Zero-Point Field

by | Aug 4, 2017


All around us everything is abuzz, so to speak.  Quantum particles do not sit still.  They move all over the place and jump around. In fact, virtual particles can spontaneously flash into existence from the energy of quantum fluctuations and then disappear.  Even in a vacuum there is a vast amount of energy due this so-called “zero-point energy” or it can be said that a “zero-point field” exists. The origin of the zero-point field is the Heisenberg Uncertainty Principle which was discussed in a previous IFOD.  That theory states that quantum particles, such as electrons, don’t exist in finite points in space, rather they exist within a realm of probability and when we try to detect their location we can determine either the particle’s location or its velocity, but not both.  Basically, what zero-point field reflects is an intrinsic quantum fuzziness in all energy and mass that exists at the quantum level.  It is all abuzz at the quantum level.

Thus, when you remove all energy from a system – what you are left with is the zero-point energy.  You cannot remove (and probably cannot make any use of) the zero-point energy – it is the lowest point.  But that being said, one topic that some scientists are working on is whether the energy in the zero-point field can be used.  There is a vast amount of energy trapped in the zero-point field and if that energy could somehow be harvested it could be used to power satellites or  interstellar space travel.  There are theoretical problems with doing this because quantum mechanics predicts that zero-point energy is the lowest amount of energy that can exist and if you could use it then you would have less than zero, so to speak.

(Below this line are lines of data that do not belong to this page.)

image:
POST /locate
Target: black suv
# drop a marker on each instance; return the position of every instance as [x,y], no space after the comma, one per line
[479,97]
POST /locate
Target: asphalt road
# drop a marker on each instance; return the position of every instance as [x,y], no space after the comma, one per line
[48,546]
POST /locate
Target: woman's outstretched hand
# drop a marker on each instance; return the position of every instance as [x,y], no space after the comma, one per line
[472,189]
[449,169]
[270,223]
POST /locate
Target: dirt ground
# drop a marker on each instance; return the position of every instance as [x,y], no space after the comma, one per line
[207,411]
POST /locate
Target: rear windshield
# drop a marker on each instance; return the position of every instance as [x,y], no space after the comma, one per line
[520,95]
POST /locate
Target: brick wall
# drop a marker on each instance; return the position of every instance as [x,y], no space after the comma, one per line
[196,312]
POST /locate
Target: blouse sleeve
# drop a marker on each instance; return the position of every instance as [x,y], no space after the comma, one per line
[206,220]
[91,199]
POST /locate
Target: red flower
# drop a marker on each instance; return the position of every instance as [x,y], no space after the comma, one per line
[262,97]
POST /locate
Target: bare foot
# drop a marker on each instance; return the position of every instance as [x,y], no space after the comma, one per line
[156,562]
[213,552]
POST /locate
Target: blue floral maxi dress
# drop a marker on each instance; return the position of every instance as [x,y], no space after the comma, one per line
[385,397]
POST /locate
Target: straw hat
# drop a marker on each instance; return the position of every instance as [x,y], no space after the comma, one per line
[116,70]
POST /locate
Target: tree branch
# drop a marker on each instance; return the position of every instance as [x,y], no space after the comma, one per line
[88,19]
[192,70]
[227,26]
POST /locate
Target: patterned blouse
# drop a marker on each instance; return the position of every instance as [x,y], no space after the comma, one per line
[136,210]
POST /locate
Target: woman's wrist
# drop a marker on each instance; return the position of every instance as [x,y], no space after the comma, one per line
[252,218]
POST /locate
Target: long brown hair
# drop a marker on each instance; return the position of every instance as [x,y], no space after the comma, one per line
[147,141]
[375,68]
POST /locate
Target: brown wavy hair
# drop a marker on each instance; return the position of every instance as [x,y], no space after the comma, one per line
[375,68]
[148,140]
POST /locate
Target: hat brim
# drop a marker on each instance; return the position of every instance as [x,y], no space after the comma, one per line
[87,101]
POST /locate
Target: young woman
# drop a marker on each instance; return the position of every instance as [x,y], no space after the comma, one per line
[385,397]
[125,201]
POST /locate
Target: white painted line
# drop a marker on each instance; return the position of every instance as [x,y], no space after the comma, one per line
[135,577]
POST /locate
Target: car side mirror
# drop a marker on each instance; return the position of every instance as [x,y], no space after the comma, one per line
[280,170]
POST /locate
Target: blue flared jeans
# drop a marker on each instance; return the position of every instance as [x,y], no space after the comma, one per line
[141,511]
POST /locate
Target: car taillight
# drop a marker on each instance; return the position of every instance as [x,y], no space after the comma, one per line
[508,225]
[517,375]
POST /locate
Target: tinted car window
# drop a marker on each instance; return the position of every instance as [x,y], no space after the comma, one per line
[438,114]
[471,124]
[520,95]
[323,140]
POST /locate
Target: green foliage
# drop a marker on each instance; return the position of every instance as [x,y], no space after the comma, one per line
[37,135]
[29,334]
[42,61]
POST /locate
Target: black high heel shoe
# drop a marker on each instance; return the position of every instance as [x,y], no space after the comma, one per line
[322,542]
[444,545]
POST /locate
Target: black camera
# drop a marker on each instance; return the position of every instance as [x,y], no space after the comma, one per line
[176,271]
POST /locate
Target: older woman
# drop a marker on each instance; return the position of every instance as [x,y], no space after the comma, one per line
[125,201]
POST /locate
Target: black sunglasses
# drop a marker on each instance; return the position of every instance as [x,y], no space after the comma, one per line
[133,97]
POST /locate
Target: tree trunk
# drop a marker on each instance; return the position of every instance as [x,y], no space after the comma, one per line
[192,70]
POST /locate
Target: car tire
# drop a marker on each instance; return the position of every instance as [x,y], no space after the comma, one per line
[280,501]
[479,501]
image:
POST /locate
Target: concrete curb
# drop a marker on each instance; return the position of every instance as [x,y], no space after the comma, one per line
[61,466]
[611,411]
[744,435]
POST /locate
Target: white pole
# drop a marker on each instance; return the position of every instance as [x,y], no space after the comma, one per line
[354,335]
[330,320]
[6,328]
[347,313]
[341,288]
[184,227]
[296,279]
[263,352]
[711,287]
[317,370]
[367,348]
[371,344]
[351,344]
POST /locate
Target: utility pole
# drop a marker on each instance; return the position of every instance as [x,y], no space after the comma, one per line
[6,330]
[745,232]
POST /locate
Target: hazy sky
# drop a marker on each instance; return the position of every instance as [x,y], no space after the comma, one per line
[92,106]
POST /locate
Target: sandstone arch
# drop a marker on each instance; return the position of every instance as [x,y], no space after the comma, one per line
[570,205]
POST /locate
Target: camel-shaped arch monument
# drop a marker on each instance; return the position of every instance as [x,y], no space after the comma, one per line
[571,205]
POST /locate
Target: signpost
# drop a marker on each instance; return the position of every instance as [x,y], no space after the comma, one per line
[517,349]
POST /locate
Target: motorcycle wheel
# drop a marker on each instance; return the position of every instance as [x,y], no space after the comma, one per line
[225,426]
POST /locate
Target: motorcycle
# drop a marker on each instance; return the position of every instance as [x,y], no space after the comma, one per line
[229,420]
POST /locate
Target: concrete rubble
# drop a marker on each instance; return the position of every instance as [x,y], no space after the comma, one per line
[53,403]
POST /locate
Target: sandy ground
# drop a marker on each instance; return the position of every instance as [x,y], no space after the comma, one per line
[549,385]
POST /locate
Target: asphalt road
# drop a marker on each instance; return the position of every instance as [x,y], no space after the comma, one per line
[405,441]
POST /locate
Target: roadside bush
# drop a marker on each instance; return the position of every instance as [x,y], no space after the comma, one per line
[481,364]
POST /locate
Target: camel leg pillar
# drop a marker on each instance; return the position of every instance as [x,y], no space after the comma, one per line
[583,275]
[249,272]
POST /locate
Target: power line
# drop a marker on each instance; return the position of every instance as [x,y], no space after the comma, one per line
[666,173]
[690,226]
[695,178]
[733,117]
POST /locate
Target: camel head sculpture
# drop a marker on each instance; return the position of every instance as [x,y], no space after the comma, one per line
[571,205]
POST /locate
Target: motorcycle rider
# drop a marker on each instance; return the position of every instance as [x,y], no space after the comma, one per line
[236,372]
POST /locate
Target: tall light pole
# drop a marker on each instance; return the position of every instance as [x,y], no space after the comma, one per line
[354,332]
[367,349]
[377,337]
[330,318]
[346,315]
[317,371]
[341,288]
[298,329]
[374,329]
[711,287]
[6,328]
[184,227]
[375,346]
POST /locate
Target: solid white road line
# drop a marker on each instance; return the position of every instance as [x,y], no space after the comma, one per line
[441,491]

What is really interesting about the zero-point field/energy is that it means that everything is connected.  Even in a vacuum objects are connected, in a sense, by the zero-point field.  Some connect great mystical or spiritual significance to this fact. If you search the world wide web for “zero point field” you’ll find a lot of scientific articles as well as a lot of far out speculation concerning the zero-point field.

In 1948 the  Dutch Physicist  Hendrik Casimir postulated that you could experimentally prove the existence of the zero-point field (which was merely a theory based on the mathematics of quantum mechanics).  His proposed experiment was to put two metal plates very close together (fractions of a millimeter) inside a vacuum and then measure whether there was a pressure pushing inward on the two plates.  The theory was that because the zero-point field has wave characteristics (according to the math) at small spaces, due to the wave-length of the zero-point field, there would be more zero-point pressure on the outside of the plates as opposed to the inside (not all the zero-point energy waves could fit between the plates).  This was a great idea, but in 1948 the technology did not exist to conduct the experiment.  The so-called “Casimir Effect” was not proven experimentally until 1997 when technology finally advanced to the point that experiments at University of Washington confirmed Dr. Casimir’s predicted pressure on the metal plates.  The Casimir Effect serves a useful point in illustrating that many times in physics and astronomy a mathematical theory may be valid, but not borne out by experiment for a long time.